Pressure centers on House Republicans on Homeland Security

Senate Majority Leader Mitch McConnell of Ky., accompanied by Senate Majority Whip John Cornyn of Texas, right, and Sen. John Thune, R-S.D., rear, speaks to reporters on Capitol Hill in Washington, Tuesday, Feb. 24, 2015, to talk about his move to disentangle one of two contested immigration measures from the Homeland Security budget and debate the issues separately, as the Senate faces an impasse over provisions attached to the spending bill aimed at blocking President Barack Obama's executive actions on immigration. (AP Photo/J. Scott Applewhite)

WASHINGTON (AP) — The pressure is increasing on House Republicans after the party’s Senate leaders agreed to Democratic demands and announced legislation to fund Department of Homeland Security without contentious immigration provisions opposed by President Barack Obama.

Spending for the Homeland Security Department expires Friday at midnight and if Congress doesn’t act before then, the agency responsible for overseeing the country’s borders will be partially shut down.

With the Senate decision, the question of whether to fund the department is in the hands of House Republicans who must now decide whether to risk a partial shutdown in order to take a stance on Obama’s immigration policies.

House Republicans scheduled a closed-door caucus meeting for Wednesday morning, their first since returning from a weeklong congressional recess.

Several Republican lawmakers insisted they could not accept the two-part strategy proposed by Senate Majority Leader Mitch McConnell: a vote on legislation to fund the Homeland Security Department, and a separate vote to overturn Obama’s recent executive actions sparing millions of immigrants in the U.S. illegally from deportation.

The approach “is tantamount to surrender,” said Republican Rep. Matt Salmon. “I will fight against any funding bill that does not fully defund the president’s illegal actions.”

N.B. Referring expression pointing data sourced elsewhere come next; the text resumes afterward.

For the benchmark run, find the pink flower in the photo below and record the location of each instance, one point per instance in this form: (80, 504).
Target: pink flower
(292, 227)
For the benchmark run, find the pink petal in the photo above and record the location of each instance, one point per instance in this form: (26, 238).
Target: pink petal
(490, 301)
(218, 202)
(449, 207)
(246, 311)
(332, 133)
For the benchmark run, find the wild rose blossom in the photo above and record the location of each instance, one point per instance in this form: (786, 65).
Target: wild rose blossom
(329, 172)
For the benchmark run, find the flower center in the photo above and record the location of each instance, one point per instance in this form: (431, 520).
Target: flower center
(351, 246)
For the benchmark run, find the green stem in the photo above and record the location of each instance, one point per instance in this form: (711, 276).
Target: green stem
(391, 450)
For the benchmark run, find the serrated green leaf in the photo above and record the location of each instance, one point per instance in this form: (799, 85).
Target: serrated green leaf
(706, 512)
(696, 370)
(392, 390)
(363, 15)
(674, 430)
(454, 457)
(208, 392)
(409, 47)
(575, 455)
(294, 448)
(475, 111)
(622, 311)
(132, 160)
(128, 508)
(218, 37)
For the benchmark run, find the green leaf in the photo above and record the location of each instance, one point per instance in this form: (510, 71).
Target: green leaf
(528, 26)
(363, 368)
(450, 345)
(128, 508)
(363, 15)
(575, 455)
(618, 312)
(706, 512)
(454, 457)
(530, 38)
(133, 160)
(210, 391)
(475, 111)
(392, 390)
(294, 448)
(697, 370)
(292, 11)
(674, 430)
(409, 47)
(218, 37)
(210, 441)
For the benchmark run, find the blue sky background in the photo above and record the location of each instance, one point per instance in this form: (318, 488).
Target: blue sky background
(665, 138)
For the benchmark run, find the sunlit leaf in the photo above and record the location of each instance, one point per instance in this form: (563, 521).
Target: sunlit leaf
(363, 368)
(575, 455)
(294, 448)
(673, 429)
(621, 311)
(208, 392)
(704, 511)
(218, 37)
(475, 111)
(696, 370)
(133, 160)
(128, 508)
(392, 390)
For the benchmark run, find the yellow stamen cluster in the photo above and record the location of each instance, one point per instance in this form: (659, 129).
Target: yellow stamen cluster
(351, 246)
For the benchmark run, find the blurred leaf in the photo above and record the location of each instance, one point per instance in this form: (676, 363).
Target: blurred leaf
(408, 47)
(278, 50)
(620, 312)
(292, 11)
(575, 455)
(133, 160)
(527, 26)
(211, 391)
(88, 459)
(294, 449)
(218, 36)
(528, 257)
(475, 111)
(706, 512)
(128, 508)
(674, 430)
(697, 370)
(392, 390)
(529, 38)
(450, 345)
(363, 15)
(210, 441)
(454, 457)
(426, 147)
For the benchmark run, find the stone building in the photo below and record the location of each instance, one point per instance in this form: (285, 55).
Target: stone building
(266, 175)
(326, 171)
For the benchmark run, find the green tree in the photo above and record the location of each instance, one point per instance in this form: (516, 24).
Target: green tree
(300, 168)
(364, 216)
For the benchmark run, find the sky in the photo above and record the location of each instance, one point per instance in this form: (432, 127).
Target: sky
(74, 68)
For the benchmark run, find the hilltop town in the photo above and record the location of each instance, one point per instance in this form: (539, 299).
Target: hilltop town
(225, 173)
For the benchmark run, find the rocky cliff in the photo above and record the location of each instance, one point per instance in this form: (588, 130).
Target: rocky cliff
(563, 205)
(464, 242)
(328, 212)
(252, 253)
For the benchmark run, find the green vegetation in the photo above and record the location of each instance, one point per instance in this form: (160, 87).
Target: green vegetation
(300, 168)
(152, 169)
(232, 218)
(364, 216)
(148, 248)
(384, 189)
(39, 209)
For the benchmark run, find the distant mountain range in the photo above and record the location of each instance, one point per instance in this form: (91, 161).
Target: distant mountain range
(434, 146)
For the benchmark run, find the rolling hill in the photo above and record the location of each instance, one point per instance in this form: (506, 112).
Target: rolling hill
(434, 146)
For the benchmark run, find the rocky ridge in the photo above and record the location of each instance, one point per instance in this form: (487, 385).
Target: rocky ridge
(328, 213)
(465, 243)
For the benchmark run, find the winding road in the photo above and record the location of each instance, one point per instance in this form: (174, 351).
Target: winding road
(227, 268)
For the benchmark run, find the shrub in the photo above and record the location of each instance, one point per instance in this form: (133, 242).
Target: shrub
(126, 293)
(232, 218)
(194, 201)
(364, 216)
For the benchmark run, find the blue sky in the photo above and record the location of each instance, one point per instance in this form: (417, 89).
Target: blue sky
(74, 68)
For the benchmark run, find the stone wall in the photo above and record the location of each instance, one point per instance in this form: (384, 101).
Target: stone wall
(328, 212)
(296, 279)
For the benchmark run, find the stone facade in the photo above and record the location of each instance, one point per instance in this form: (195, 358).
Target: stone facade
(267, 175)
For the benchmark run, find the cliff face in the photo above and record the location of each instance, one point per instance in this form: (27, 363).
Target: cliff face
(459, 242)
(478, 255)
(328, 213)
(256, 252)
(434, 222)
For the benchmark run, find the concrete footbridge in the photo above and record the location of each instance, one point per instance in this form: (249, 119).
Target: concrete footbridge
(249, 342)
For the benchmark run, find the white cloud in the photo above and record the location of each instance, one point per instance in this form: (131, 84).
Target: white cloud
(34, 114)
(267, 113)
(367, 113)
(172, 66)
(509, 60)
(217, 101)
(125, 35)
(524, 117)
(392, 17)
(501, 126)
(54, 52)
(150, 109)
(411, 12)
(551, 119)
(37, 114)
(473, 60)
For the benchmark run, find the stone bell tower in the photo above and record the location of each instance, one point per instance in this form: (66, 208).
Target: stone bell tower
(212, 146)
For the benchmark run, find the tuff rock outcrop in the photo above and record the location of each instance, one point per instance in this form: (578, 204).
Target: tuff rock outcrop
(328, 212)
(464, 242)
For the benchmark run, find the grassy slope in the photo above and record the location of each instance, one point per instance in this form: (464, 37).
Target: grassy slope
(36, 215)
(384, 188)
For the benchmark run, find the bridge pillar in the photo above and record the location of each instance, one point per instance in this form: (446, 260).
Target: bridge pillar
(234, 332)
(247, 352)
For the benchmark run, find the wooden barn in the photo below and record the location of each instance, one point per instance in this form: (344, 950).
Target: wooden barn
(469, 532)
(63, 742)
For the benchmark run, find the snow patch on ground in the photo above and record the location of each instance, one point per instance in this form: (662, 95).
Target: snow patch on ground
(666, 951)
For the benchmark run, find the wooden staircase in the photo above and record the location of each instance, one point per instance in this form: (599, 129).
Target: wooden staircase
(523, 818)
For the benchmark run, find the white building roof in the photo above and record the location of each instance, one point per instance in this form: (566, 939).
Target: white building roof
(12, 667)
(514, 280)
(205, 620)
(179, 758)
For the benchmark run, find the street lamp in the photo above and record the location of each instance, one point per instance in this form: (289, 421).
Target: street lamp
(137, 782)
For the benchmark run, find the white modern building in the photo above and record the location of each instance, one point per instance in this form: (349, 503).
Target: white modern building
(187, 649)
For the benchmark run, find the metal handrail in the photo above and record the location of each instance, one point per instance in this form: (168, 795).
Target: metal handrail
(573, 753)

Yet with the partial shutdown looming, options were few for Republicans who won full control of Congress in November’s elections.

They could allow the agency’s funding to expire, violating their leaders’ promises that there would be no more shutdowns on the Republicans’ watch. They could try to pass a short-term extension of current funding levels, postponing the conflict to another day. Or they could go along with McConnell’s strategy of funding the agency fully while registering their disapproval of Obama’s immigration policies with a separate vote.

Some Senate Republicans, eager to move beyond fighting over immigration while courting a shutdown of an agency whose mission includes battling terrorism, expressed support for McConnell’s proposal.

McConnell’s concession came as Senate Democrats repeatedly raised the issue of terrorism against the Republicans, suggesting a partial shutdown would put the U.S. at risk at a dangerous time.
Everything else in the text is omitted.